Sobreviveu a uma bomba atômica que matou 140 mil pessoas
numa cidade com 340 mil habitantes.
Casou-se com outra sobrevivente e teve dois filhos perfeitos,
numa época em que defeitos congênitos em bebês eram comuns.
Aos 75 anos, tem saúde invejável: trabalha de manhã e de tarde
no caixa da mercearia de sua família, na zona sul de São Paulo.
De noite, dá uma olhada no restaurante do qual é sócio, no bairro
da Conceição, onde sempre toma
uma cerveja com a refeição.
Mas Morita também foi vítima
de um azar. E dos grandes: em
1945, era policial militar em Tóquio. Pediu remanejamento para
Hiroshima e chegou lá no dia 1º
de agosto, cinco dias antes da
bomba.
Ao mudar de cidade, Morita,
então com 21 anos, buscava dois
objetivos: distância dos bombardeios regulares que Tóquio sofria
e proximidade de seus pais, que
moravam em uma pequena cidade próxima de Hiroshima.
No caminho para o novo quartel, o policial tinha visto diversas
cidades queimando e, ao chegar,
se espantou com o bom estado de
Hiroshima. "Acho que eles estavam guardando para a bomba
atômica", diz hoje.
8h15, 6 de agosto de 1945
Na noite do dia 5, nem Morita
nem os 200 policiais que serviam
no quartel dormiram bem.
"Aviões voaram toda a noite.
Achamos que viria bombardeio."
Seus superiores logo tomaram
as providências: mandaram um
grupo de dez polícias cavar abrigos anti-aéreos num bairro próximo ao centro. Às 8h, Morita já havia tomado café da manhã e estava na rua com seus nove colegas.
Pegaram um bonde e desceram
no terceiro ponto. "Íamos em fila
indiana quando surgiu uma claridade muito grande pelas nossas
costas. Não houve som nenhum,
não sentimos nada e fomos arremessados ao chão."
Eram 8h15, e a bomba havia explodido a 580 metros de altura,
sobre o centro da cidade. Apelidada de "Little Boy", tinha três metros e levava em sua barriga 60
quilos de urânio enriquecido. A
explosão matou 140 mil pessoas,
10% delas por radiação.
Algo que Morita jamais tinha
ouvido falar até aqueles dias. Assim que se recobrou do tombo,
recolocou um colega atordoado
na fila indiana e seguiram caminho. Morita chegou a pensar que
a explosão era num depósito de
fogos de artifício que havia ali.
Pouco depois, percebeu que o
céu estava escuro, quase noturno.
As casas estavam aos pedaços e
começavam a queimar. Morita e
seus colegas tiraram uma mulher
e um bebê do meio de escombros.
Em seguida, começou a chuva
negra, com partículas que a explosão libera. "Pensamos que era
óleo despejado pelos americanos
para nos queimar."
Lá pelo meio-dia, o policial foi
ao centro da cidade, tentar verificar o que havia ocorrido. "Vi prédios queimados, estruturas retorcidas, pedaços de colunas. E uma
montanha de cadáveres."
Dois dias depois, Morita foi
hospitalizado para tratar de suas
queimaduras na nuca. No dia seguinte, uma segunda bomba, esta
apelidada "Fat Man", com oito
quilos de plutônio, explodiu em
Nagasaki.
Ainda estava no hospital quando o Japão se rendeu, dias depois.

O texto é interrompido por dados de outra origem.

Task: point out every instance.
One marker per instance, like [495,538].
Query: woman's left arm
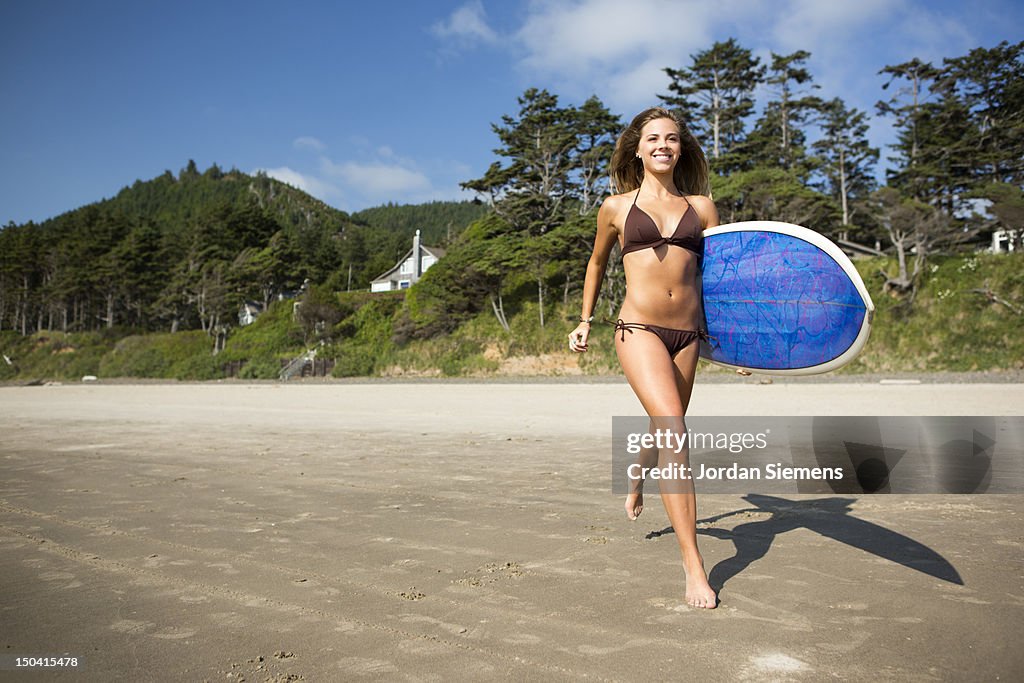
[706,210]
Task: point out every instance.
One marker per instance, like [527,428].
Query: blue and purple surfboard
[780,299]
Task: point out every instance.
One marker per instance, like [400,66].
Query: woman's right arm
[607,236]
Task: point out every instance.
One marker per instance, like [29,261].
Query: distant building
[248,312]
[409,269]
[1003,241]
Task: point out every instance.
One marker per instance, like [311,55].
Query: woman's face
[659,145]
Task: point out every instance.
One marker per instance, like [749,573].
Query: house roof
[436,252]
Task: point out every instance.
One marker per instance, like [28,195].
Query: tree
[722,80]
[596,129]
[531,194]
[848,157]
[905,108]
[990,86]
[915,229]
[770,194]
[778,137]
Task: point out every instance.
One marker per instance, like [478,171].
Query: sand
[439,530]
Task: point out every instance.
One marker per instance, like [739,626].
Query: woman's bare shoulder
[613,207]
[615,202]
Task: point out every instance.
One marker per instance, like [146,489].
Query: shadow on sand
[827,516]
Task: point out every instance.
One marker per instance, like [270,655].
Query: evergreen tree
[717,93]
[596,129]
[778,137]
[534,193]
[847,156]
[906,108]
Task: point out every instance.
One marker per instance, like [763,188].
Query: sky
[360,103]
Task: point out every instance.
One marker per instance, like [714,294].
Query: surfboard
[781,299]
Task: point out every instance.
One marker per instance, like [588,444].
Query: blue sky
[366,102]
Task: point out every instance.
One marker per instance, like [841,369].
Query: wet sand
[438,530]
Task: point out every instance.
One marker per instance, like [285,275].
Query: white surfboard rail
[829,248]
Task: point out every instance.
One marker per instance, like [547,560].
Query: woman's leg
[664,386]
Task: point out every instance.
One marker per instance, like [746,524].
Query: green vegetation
[967,316]
[148,284]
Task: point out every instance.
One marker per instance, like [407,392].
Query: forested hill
[439,222]
[183,251]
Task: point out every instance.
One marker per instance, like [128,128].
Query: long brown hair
[690,174]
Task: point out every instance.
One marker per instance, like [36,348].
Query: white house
[409,269]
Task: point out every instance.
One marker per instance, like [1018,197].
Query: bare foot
[698,591]
[634,505]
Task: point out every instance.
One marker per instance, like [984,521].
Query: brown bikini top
[640,231]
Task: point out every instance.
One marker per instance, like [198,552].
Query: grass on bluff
[967,315]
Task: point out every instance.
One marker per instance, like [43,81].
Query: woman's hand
[578,338]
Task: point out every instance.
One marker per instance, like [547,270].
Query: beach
[437,530]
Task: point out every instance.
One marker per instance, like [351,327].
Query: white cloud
[388,181]
[614,49]
[307,183]
[467,26]
[307,142]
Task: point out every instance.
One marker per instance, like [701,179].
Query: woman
[658,221]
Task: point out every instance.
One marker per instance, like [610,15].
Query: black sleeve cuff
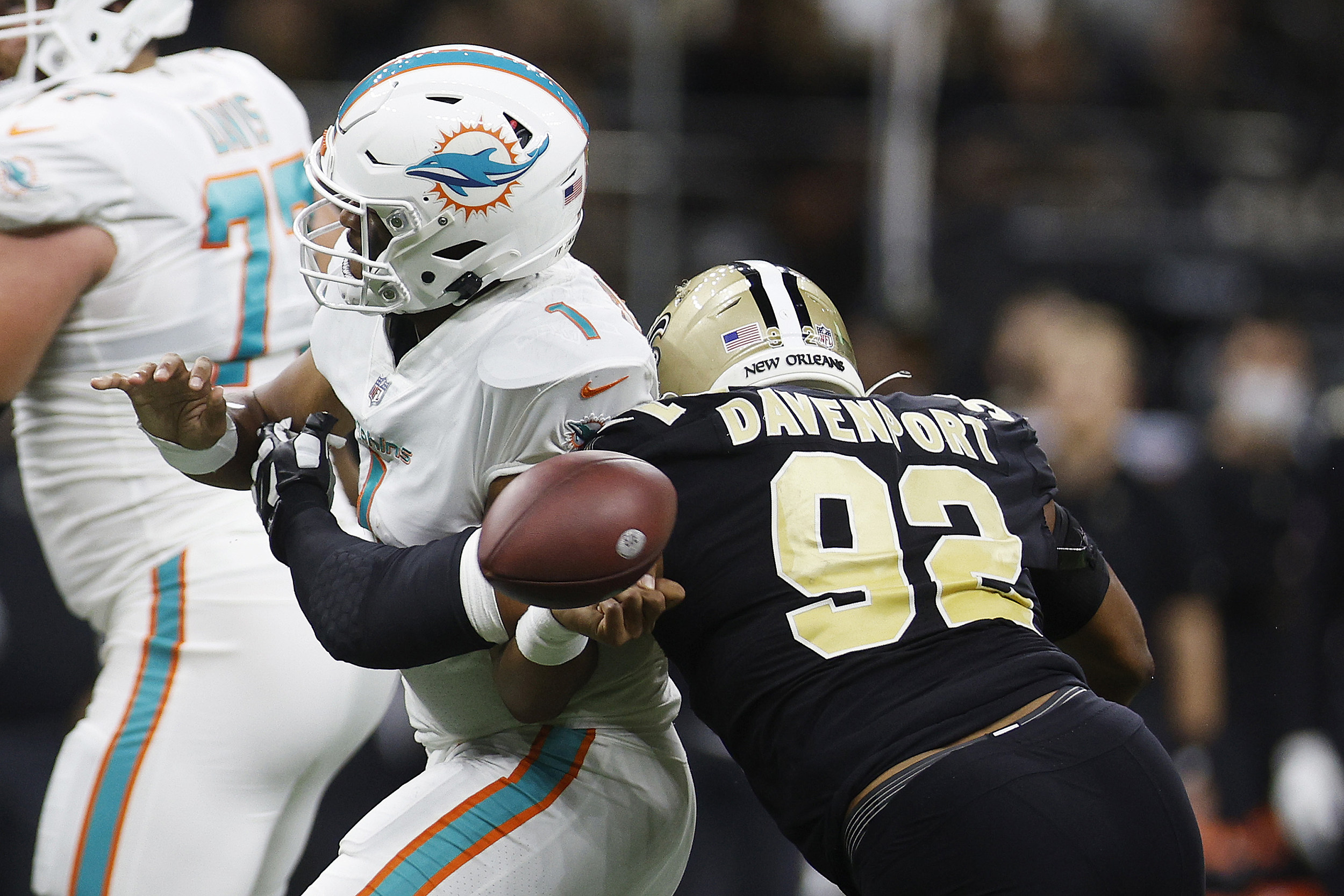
[1070,593]
[374,605]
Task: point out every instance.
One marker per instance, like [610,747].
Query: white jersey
[514,378]
[195,167]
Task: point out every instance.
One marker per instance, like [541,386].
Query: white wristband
[477,594]
[194,462]
[545,641]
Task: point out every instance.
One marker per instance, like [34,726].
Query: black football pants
[1081,801]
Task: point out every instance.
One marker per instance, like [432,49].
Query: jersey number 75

Voltou para a casa dos pais, virou
relojoeiro, casou-se no ano seguinte e teve dois filhos.
Acabou por aqui em 1956,
quando um japonês que vivia no
Brasil apareceu em sua loja. "Ele
tinha ido ao Japão porque não
acreditava que tínhamos perdido
a guerra. Quis ver com os próprios olhos."
Convencido das oportunidades
em terras brasileiras, Morita veio,
mas por anos escondeu ser sobrevivente da bomba. "Esperei meus
filhos se casarem", explica. "Há
muito preconceito."
Em 84, criou sua Associação das
Vítimas de Bomba Atômica no
Brasil. Na época, conhecia uns 20
sobreviventes. Conseguiu que
três jornais japoneses de São Paulo publicassem matérias sobre a
associação. Meses depois, chegavam cartas até Bolívia. Em 1988,
estavam cadastradas 188 pessoas.
Hoje, restam cerca de 160.
(IF)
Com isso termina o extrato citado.